Friday, October 25, 2024

A Modest Proposal: Statistical Token Prediction Is No Replacement for Syntactic Construction

A Modest Proposal: Statistical Token Prediction Is No Replacement for Syntactic Construction

by Stephen Crowley

October 25, 2024

1Current Generative-Pretrained-Transformer Architecture

Given vocabulary \(V\), \(|V| = v\), current models map token sequences to vectors:

\(\displaystyle (t_1, \ldots, t_n) \mapsto X \in \mathbb{R}^{n \times d}\)
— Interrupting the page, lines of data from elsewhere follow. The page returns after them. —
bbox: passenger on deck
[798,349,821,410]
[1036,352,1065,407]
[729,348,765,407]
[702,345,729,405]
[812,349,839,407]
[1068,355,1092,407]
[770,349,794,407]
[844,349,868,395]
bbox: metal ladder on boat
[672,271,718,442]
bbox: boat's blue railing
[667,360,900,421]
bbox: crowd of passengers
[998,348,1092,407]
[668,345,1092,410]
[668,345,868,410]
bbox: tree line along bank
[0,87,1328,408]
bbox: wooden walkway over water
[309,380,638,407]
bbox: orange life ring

Through layers of transformations:

\(\displaystyle \text{softmax} (QK^T / \sqrt{d}) V\)

where \(Q = XW_Q\), \(K = XW_K\), \(V = XW_V\)

Optimizing:

\(\displaystyle \max_{\theta} \sum \log P (t_{n + 1} |t_1, \ldots, t_n ; \theta)\)

2Required Reformulation

Instead, construct Abstract Syntax Trees where each node \(\eta\) must satisfy:

\(\displaystyle \eta \in \{ \text{Noun}, \text{Verb}, \text{Adjective}, \text{Conjunction}, \ldots\}\)
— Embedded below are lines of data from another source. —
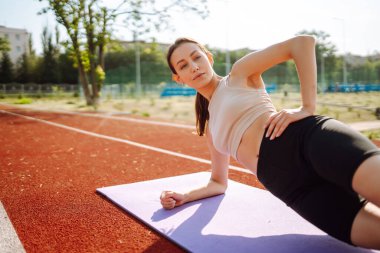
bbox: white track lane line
[4,103,195,130]
[0,110,253,174]
[0,201,25,253]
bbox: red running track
[0,105,262,252]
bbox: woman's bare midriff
[237,112,273,175]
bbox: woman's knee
[352,155,380,207]
[351,203,380,249]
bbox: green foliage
[14,97,33,105]
[0,51,14,83]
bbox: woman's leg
[351,155,380,249]
[352,155,380,207]
[351,203,380,249]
With composition rules \(R\) such that for nodes \(\eta_1, \eta_2\):

\(\displaystyle R (\eta_1, \eta_2) = \left\{ \begin{array}{ll} \text{valid\_subtree} & \text{if grammatically valid}\\ \emptyset & \text{otherwise} \end{array} \right.\)

And logical constraints \(L\) such that for any subtree \(T\):

\(\displaystyle L (T) = \left\{ \begin{array}{ll} T & \text{if logically consistent}\\ \emptyset & \text{if contradictory} \end{array} \right.\)

3Parsing and Generation

Input text \(s\) maps to valid AST \(T\) or error \(E\):

\(\displaystyle \text{parse} (s) = \left\{ \begin{array}{ll} T & \text{if } \exists \text{valid AST}\\ E (\text{closest\_valid}, \text{violation}) & \text{otherwise} \end{array} \right.\)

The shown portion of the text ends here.